The original ferry service, now famous throughout the world, put The Wirral on the map as part of the King's highway, yet for centuries the peninsula remained a cluster of small holdings and hamlets. It wasn't until the 1820s that steam-powered boats improved communication and opened up The Wirral's Mersey coast for industrialisation.
The Mersey railway led to increased development after 1886, when pioneering Victorian engineers were the first in the world successfully to tunnel a railway beneath a major river. The first tunnel was supplemented by a vehicle tunnel in 1934 (Queensway) and a third in 1971 (Kingsway).

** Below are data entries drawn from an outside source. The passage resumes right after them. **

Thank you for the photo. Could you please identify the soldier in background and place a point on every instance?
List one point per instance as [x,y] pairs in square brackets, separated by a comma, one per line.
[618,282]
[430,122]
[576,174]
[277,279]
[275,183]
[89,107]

The Wirral's dockland areas of Wallasey and Birkenhead continued to develop and prosper. The 1820s saw the birth of the renowned shipbuilding tradition when John Laird opened his Cammell Laird yard and a host of other port-related industries came into existence, such as flour milling, tanning, edible oil refining and the manufacture of paint and rubber-based products.
Another important development was the building in 1888 of the now famous industrial village of Port Sunlight, designed to house employees at the original firm of Lever Brothers, now part of the Unilever group. The village, which turned Lord Leverhulme's philanthropic dream into reality provides workers with all they need; employment, housing and entertainment and formed the basis of the "Lifestyle Wirral" ethic.
The Wirral has a population of about 312,000 in an area of 60 square miles surrounded by the River Mersey to the east, the Irish Sea to the north and the River Dee to the west.